The men and women from the Sunni tribe, which is considered among the last holdouts against ISIS in Iraq's western desert, were taken from their homes in the middle of the night, according to CNN.

The tribe has a strong force ready to attack Hit, but they are awaiting the final approval from the government and trying to coordinate with the Americans, Sheikh Nabil Al-Ga'oud, a tribal leader, was quoted as saying.

About 200 bodies of members of Albu Nimr, who were apparently captured after ISIS took control of the area, were found in a mass grave just outside Hit earlier this week.

"We are deeply concerned by reports of mass executions of Sunni tribesmen in Anbar province by ISIL and strongly condemn the brutal actions that ISIL continues to perpetrate against the Iraqi people," U.S. State Department spokeswoman Jen Psaki said earlier.

More than 1,273 Iraqis were killed in violence last month, according to the United Nations mission in Baghdad.

ISIS, an al-Qaeda offshoot, now controls large swathes of territories in Iraq and Syria, and wants to form an Islamic emirate in the Levant region through "jihad."

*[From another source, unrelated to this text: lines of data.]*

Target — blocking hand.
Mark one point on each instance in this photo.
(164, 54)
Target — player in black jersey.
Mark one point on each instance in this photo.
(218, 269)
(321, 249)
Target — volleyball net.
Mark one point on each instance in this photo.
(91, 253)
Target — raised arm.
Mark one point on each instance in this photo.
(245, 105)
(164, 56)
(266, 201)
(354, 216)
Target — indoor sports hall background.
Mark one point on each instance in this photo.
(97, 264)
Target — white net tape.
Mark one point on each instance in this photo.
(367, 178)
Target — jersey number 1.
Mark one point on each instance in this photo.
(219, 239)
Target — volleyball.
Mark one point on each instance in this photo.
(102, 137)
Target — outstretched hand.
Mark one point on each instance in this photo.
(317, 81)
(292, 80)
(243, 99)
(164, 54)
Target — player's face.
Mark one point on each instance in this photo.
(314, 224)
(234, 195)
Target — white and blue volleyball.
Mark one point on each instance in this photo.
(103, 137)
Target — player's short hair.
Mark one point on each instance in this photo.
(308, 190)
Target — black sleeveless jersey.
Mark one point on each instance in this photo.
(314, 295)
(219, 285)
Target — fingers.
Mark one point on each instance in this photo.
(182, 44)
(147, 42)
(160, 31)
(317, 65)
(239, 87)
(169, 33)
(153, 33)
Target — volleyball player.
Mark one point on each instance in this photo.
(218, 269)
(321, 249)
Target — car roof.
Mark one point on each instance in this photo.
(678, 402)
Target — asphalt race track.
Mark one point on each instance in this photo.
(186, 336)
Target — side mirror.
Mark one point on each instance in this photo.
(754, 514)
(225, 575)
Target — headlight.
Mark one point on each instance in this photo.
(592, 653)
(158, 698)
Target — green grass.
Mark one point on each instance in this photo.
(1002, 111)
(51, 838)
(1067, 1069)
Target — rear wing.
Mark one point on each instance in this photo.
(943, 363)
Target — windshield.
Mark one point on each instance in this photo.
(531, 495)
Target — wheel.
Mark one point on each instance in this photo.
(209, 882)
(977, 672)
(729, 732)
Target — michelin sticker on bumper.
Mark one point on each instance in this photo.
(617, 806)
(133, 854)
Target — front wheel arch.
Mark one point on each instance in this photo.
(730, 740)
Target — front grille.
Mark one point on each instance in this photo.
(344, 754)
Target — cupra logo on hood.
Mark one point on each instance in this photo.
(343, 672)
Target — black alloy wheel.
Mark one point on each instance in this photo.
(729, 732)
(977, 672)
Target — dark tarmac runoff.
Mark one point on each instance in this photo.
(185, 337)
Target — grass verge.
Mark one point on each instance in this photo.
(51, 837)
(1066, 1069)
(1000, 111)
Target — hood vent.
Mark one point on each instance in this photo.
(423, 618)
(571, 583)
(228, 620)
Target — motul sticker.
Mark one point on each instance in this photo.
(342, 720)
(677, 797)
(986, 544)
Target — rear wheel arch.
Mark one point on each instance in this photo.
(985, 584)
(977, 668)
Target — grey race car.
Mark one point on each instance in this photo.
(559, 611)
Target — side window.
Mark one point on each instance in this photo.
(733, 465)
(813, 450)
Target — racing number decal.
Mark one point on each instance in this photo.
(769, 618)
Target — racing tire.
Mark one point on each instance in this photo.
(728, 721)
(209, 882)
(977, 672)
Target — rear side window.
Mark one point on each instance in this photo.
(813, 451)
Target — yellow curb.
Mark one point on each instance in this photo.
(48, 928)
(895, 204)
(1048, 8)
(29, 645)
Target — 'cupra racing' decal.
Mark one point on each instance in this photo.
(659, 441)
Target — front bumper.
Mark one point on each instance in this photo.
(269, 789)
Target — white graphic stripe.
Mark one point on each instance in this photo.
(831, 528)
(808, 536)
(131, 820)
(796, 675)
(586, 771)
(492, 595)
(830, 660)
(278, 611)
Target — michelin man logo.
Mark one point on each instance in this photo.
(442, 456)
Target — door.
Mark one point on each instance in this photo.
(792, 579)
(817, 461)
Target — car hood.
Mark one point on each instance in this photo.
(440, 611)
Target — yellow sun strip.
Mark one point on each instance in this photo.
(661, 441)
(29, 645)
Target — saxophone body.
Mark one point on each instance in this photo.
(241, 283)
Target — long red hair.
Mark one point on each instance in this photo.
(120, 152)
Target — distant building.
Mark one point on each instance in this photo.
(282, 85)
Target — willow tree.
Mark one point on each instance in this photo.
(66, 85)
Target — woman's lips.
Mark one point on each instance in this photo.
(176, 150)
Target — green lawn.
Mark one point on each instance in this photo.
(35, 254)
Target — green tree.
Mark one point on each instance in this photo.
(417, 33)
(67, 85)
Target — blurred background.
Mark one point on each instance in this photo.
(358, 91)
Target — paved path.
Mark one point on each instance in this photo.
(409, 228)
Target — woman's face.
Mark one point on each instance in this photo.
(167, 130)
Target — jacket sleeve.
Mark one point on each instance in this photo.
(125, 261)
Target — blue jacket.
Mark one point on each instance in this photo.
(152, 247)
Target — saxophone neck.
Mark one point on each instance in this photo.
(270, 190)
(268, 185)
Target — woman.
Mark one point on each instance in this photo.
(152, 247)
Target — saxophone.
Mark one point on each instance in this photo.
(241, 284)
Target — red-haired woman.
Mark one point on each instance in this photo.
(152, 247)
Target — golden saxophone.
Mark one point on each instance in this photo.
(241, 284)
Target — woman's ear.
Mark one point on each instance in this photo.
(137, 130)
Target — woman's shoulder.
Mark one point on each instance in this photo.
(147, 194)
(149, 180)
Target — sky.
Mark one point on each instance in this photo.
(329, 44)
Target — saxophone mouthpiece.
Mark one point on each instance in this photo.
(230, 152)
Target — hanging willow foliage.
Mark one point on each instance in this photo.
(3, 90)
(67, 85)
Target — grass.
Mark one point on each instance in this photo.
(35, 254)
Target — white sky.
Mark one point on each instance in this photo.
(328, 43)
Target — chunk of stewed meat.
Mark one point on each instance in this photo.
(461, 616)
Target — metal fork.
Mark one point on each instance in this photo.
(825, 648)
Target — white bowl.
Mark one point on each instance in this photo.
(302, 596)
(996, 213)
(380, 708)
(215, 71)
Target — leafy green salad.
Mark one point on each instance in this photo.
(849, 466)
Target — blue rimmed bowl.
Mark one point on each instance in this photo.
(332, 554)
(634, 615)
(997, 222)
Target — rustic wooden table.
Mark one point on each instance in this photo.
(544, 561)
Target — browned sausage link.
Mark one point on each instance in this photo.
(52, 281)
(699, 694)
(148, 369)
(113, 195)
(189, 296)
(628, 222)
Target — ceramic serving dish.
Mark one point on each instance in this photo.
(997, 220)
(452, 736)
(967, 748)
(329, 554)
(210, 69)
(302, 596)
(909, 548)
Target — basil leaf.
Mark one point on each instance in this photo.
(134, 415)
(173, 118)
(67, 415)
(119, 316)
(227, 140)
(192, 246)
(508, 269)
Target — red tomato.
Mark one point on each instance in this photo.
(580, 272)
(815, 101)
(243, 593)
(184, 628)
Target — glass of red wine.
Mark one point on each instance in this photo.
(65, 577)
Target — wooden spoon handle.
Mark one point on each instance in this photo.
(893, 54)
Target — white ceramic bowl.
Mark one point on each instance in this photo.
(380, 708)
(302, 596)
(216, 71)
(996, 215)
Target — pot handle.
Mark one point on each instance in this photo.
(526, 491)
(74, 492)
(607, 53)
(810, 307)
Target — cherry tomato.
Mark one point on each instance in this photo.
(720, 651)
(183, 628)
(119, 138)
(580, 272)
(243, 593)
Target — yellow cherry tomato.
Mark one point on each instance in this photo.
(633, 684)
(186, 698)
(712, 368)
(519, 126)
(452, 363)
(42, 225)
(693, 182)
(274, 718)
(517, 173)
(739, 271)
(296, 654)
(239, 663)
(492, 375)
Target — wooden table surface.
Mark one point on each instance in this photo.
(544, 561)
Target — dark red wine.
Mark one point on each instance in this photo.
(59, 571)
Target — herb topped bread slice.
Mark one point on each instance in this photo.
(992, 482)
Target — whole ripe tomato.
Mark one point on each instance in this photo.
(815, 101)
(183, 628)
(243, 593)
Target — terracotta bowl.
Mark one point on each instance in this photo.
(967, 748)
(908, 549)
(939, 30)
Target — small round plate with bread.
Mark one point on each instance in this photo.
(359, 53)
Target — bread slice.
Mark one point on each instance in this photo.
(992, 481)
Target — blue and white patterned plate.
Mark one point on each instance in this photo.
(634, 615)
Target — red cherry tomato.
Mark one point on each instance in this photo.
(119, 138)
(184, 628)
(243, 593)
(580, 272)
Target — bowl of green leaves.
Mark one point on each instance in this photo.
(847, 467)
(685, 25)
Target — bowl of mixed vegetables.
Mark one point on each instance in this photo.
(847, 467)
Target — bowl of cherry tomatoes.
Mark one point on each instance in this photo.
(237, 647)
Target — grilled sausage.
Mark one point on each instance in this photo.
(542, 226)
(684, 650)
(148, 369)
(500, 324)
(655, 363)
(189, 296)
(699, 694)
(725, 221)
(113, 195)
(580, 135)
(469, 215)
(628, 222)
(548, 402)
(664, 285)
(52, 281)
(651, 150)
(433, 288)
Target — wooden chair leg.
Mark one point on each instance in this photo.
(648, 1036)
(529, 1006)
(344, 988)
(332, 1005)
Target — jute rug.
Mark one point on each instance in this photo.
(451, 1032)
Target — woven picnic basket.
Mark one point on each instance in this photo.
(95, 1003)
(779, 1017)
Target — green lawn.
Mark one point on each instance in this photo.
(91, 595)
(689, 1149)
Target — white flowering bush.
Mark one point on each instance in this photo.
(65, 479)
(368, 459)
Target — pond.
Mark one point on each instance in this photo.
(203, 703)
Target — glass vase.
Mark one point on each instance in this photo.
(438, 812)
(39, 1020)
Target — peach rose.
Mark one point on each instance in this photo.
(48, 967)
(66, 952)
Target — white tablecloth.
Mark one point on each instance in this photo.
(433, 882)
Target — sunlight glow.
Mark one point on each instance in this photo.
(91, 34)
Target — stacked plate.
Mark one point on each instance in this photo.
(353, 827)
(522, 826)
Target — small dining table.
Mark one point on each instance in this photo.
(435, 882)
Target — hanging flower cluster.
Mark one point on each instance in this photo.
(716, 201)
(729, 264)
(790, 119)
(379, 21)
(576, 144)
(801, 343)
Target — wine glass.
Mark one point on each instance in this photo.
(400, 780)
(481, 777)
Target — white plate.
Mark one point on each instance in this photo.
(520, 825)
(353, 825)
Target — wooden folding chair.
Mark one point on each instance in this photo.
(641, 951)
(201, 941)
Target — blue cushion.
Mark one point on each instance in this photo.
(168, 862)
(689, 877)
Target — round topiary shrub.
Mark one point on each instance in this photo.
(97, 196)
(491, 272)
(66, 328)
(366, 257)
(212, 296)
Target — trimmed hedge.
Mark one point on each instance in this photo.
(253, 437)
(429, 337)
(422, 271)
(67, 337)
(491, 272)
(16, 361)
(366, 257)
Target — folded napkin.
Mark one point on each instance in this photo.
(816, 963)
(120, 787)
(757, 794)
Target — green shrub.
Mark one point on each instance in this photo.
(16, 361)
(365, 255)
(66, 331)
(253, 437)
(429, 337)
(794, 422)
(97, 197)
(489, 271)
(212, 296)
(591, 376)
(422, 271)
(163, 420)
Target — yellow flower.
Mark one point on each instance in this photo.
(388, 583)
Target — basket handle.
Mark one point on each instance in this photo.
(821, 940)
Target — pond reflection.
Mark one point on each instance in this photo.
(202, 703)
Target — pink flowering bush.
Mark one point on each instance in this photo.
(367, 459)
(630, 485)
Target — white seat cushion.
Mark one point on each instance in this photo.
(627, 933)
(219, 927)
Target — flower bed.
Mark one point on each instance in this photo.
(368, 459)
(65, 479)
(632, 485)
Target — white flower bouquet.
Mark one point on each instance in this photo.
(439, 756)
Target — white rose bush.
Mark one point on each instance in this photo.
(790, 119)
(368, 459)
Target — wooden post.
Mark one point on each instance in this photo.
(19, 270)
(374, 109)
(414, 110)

A U.S.-led coalition has been carrying out airstrikes on ISIS positions in Syria and Iraq for the last four months, but the terror group remains undeterred.

In Syria, ISIS has taken over hundreds of villages around the Kobani region, and over 150,000 people from the region have fled to Turkey. In Iraq, hundreds of members of the Christian and Yazidi minorities have been killed, and tens of thousands of them have fled their homes.

About 30 former Guantanamo Bay detainees, some of whom were released in the few years, may have joined ISIS, intelligence and Defense officials fear, according to Fox News.

U.S. journalists James Foley and Steven Sotloff and British aid workers David Haines and Alan Henning, who have been beheaded by ISIS militants, were subjected to severe physical torture, including waterboarding, and a majority of them converted to Islam under duress, according to reports.